Here’s how to get started:
- Calculate your average weekly distance for the last 2 months
- Set a goal of 5% improvement per week
- Use graphs to visualize your progress and adjust your plan
This makes your goals tangible, based on your reality, not on comparisons with others.
Making Analysis a Weekly Habit
Tracking your data every week creates awareness of your progress.
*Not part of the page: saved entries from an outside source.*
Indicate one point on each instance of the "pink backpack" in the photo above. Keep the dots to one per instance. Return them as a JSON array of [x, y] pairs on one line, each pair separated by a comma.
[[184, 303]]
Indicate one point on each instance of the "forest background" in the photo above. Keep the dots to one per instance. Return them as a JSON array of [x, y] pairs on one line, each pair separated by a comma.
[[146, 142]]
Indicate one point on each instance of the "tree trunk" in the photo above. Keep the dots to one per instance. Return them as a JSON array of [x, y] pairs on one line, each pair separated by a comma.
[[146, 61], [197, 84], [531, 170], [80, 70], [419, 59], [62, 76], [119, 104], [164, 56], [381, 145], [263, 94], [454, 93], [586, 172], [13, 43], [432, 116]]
Here’s a simple routine:
- Export this week’s workout on Sunday
- Run your Python script or notebook
- Analyze 3 metrics: distance, average heart rate, and elevation
- Note observations in a journal or app
- Set micro-goals for the following week
This turns raw data into smart decisions, and puts you in control of your training.
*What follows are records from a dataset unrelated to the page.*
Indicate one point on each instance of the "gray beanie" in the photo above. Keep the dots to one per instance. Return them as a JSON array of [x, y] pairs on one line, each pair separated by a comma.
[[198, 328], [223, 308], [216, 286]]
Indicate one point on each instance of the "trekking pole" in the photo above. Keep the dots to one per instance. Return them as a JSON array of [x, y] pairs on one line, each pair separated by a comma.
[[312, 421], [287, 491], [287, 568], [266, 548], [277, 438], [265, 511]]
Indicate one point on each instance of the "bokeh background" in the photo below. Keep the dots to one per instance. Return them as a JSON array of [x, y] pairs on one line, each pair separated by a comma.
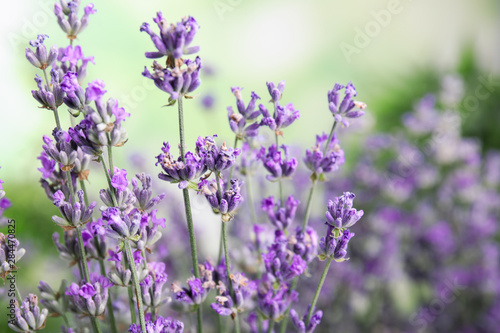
[[395, 52]]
Practical and Little-Known Tips
- Use different colors by heart rate zone—helps visualize efforts over time.
- Apply filters to remove short or erratic workouts—cleans your database and improves graphs.
- Group data by week or month—ideal for long-term reports.
- Generate interactive charts with Plotly—to more easily explore data.
- Integrate with APIs like Strava—to automate collection and analysis.
Gist with base code + suggested virtual environment
To make things even easier, I’ve prepared a Gist with the initial code ready to use.
You can access it and copy the content to your own project.
We recommend using a virtual environment with the libraries mentioned above, which makes your setup clean and reusable.
Access the Gist with the base project:
gist.github.com/exemplo-ciclismo-python (replace with the actual link)
Conclusion: Data Processing Python
With this guide, you’ve seen how you can use Python Data Processing to better understand your cycling data, transform spreadsheets into graphs, and even discover patterns in your performance.
The benefits are clear: more control over your progress, better training planning, and insights that only data can reveal.
Now it’s your turn! Use Gist, set up your virtual environment, and try visualizing the data from your next ride.
Technology can be a powerful ally in your progress as a cyclist. Take the first step today and discover what your data has to say.